The Wisconsin Chamber Orchestra opened its tenth season of "Concerts on the Square" a day late, owing to the threat of rain. After some years of avoiding it, I strolled around the never-greener grounds of the stately old Capitol that week and the next, enjoying the pre-show pomp and prattle, then settled down on a convenient bench to listen to the music and the speeches.
Looking back on a whole decade of these extravaganzas, one has to wonder as much about the audience as about the music. The music has gone considerably downhill in artistic quality, the programs now consisting of a formulaic incantation of Sousa marches, show tunes, "Happy Birthday" (under the puffed-up moniker "Anniversary Salute"), one or two short works from the standard symphonic repertory, a piece or two by composer-conductor David Crosby, a guest speaker or two at the front, the sometimes droll announcements of Public Radio's Norman Gilleland during, and Crosby's appeal for money in the middle.
Now that the orchestra no longer gets State aid, they need the funds raised by the summer concerts more than ever. So they're trying to survive, which one has to respect. But other cities have outdoor summer music, and compared to the Boston Pops concerts on the Esplanade and to Ravinia near Chicago, ours are far below what they could be. The sound system is dreadful, especially so on the second occasion, when some low-pitched but very loud roar could be heard nearly throughout. What the vast majority actually hear at these events is substandard loudspeaker sound and the endless chatter of the audience, who merely raise their voices when the music threatens to intrude on the conversation. Evidently the music fails to command their complete attention.

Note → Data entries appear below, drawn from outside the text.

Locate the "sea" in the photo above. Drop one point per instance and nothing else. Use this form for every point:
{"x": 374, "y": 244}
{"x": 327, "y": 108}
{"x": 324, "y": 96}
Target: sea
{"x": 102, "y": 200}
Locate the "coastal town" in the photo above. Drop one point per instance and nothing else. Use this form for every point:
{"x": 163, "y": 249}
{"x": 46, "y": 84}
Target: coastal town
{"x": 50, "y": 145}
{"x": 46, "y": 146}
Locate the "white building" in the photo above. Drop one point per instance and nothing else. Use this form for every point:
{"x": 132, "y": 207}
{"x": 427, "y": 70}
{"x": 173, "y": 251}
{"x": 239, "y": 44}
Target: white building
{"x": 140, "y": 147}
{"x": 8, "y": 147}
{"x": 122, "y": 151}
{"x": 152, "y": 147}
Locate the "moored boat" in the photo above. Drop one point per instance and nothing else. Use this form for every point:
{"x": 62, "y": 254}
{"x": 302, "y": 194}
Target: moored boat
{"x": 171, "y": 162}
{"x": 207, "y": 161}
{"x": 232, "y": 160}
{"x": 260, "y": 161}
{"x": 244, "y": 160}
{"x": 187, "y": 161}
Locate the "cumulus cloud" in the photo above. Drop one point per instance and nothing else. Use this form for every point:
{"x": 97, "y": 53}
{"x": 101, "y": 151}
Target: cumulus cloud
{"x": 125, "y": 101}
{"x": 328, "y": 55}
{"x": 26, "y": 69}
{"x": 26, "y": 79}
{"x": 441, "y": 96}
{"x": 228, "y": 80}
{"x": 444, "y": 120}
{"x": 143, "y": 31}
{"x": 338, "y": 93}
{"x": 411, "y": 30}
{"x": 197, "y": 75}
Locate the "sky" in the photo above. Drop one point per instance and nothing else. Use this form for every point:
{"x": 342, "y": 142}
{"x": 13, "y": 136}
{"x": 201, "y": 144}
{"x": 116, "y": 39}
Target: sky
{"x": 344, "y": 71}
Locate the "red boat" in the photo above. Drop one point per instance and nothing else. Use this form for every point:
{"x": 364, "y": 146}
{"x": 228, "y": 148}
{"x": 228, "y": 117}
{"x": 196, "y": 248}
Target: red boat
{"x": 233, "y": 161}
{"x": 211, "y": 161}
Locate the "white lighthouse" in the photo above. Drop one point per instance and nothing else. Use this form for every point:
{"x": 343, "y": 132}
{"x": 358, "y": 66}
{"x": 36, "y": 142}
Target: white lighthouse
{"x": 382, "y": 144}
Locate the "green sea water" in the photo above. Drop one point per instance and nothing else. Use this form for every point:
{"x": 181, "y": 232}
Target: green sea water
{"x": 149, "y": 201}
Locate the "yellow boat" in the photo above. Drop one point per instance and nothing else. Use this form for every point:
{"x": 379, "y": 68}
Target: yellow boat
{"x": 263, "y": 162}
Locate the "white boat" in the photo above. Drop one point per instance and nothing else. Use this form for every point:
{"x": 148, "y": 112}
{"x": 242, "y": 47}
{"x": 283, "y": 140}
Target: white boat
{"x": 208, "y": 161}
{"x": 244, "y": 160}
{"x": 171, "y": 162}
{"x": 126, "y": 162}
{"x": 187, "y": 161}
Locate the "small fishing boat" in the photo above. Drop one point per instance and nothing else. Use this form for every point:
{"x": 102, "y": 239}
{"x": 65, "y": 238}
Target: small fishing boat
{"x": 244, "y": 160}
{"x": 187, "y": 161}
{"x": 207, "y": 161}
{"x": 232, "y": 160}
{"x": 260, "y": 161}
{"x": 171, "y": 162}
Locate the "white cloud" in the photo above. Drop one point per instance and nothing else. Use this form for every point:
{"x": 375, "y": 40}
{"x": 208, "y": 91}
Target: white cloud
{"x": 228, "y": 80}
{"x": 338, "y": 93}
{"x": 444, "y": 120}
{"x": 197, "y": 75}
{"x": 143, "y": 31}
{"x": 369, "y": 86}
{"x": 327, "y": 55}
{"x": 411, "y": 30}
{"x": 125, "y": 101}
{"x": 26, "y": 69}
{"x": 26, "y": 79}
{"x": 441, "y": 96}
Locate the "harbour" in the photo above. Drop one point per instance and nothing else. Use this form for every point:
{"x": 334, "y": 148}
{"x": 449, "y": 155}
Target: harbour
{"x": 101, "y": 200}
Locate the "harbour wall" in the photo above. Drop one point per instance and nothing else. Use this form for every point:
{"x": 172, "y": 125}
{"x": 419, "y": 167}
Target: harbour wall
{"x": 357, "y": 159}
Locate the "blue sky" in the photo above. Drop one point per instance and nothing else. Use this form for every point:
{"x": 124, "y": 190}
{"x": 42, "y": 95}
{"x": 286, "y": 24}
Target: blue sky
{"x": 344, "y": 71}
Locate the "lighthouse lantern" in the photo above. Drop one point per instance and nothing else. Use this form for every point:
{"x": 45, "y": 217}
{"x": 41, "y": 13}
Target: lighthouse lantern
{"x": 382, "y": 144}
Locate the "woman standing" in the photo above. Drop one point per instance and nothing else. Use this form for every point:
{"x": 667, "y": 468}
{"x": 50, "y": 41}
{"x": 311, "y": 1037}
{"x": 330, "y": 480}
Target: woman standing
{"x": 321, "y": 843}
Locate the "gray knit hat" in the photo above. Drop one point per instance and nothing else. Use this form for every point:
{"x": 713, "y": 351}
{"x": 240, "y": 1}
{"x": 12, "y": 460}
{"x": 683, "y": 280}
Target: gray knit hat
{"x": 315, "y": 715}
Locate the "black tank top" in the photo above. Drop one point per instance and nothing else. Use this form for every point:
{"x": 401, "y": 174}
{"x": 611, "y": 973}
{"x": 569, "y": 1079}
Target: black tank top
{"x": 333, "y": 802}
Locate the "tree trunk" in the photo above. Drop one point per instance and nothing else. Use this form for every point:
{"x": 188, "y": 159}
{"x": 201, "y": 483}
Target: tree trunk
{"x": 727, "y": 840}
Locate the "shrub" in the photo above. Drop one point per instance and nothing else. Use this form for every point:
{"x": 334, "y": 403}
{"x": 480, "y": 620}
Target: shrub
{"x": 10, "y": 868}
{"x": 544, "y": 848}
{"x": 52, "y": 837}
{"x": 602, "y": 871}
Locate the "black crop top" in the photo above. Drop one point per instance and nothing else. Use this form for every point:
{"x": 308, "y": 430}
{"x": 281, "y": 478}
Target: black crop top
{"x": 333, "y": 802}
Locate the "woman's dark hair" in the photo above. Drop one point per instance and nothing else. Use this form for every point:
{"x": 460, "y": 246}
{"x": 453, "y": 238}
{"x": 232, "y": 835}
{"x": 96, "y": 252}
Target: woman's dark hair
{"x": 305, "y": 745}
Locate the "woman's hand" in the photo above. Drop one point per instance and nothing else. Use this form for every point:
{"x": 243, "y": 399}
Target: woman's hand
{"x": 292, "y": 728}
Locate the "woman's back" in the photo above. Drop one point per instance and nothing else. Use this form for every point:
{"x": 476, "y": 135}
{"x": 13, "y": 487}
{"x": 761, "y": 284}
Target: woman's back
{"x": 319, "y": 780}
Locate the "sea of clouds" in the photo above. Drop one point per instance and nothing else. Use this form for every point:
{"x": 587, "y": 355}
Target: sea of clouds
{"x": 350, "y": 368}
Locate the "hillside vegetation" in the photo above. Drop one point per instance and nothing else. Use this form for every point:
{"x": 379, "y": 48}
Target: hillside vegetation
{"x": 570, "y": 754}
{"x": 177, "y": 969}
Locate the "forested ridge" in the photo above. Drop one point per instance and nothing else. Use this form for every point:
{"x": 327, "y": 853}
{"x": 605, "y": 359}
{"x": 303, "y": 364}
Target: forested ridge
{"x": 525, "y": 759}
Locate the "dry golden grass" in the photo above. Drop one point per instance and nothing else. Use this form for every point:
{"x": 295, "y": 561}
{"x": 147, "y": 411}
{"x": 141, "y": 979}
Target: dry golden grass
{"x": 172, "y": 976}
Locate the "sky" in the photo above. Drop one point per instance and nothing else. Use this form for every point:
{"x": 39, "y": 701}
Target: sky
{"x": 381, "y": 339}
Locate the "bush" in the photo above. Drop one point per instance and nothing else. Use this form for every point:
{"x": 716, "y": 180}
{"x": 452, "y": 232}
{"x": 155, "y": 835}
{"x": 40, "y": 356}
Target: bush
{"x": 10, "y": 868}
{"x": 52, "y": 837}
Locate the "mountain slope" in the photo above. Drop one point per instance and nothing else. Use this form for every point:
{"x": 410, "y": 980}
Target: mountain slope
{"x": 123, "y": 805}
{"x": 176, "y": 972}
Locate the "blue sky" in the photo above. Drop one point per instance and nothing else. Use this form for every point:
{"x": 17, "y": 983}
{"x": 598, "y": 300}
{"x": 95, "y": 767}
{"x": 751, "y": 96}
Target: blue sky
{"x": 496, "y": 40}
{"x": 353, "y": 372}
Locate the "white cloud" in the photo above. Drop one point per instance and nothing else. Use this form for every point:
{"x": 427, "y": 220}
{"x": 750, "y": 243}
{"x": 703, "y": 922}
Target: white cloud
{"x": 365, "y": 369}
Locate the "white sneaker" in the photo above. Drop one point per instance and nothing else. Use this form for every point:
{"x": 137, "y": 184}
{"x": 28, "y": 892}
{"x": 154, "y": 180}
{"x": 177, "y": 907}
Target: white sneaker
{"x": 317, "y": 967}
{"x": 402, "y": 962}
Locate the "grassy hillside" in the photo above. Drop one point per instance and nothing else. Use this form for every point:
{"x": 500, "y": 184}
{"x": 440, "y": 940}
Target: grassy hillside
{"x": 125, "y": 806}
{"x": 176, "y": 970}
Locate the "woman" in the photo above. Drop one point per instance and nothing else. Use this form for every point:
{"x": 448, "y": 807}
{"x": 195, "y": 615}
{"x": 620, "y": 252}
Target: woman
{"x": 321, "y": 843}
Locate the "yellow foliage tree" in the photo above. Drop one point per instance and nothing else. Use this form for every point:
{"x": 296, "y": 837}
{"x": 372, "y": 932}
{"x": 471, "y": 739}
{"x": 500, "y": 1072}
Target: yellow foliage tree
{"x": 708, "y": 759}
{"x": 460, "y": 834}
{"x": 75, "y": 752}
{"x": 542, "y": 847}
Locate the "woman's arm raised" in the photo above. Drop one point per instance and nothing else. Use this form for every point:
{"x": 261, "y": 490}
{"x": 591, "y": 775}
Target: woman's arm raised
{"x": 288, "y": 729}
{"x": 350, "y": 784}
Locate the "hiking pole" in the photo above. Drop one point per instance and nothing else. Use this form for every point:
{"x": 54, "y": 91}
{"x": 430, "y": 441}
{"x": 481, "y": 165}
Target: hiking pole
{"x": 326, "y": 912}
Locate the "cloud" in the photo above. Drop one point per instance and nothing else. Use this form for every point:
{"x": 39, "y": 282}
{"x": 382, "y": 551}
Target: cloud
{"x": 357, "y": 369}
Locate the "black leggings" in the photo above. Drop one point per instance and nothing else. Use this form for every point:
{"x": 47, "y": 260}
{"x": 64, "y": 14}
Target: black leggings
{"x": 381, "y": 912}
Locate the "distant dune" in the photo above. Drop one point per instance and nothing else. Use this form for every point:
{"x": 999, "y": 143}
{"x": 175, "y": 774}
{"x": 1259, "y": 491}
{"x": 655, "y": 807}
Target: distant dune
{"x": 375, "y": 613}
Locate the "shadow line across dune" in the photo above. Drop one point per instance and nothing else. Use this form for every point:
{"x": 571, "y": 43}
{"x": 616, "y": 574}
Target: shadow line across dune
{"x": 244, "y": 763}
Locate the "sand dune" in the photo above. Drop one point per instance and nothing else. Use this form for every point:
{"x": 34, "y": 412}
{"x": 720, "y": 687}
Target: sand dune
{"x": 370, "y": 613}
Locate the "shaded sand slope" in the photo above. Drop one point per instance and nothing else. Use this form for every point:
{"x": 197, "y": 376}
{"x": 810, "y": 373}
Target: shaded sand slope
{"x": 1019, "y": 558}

Before the mid-concert break, Crosby talked about listener-supported music in terms of "maintaining the quality." Well, what quality is it that's being maintained? Not the programming, which has always been conventional. Not the sound, which approximates a cheap radio. Not the playing, which is blessed by very few crests on an otherwise flat sea, one brief lyrical passge in a Strauss waltz, a sudden crispness in an overture by Beethoven.
So where is the quality? It must be the setting, the truly magnificent grounds of that fine old building, the blankets spread, the wines and sparkling waters drunk, the pizza slices and elegant box lunches eaten, the people young and old enjoying themselves outdoors. Clearly, just being there is the thing. We have to face squarely that the "Concerts on the Square" are for the thousands who go, plus thousands more who listen to the live broadcasts, and this huge audience is getting what they pay for. In all, it's quite a lot less than it could be, less than it should be.
Madison is quite capable of being a classy city. Decent sound systems are readily available. The orchestra could easily raise the standards of both its programming and its playing. Given such a wonderful setting and such a large audience, the "Concerts on the Square" could make being there a real treasure, a cultural asset the community could be proud of. It would cost a lot, of course, but the town has the money, and if people were willing to pay what it's worth, they'd probably talk less and listen more. With luck, the second decade could pale the first into the oblivion it probably deserves.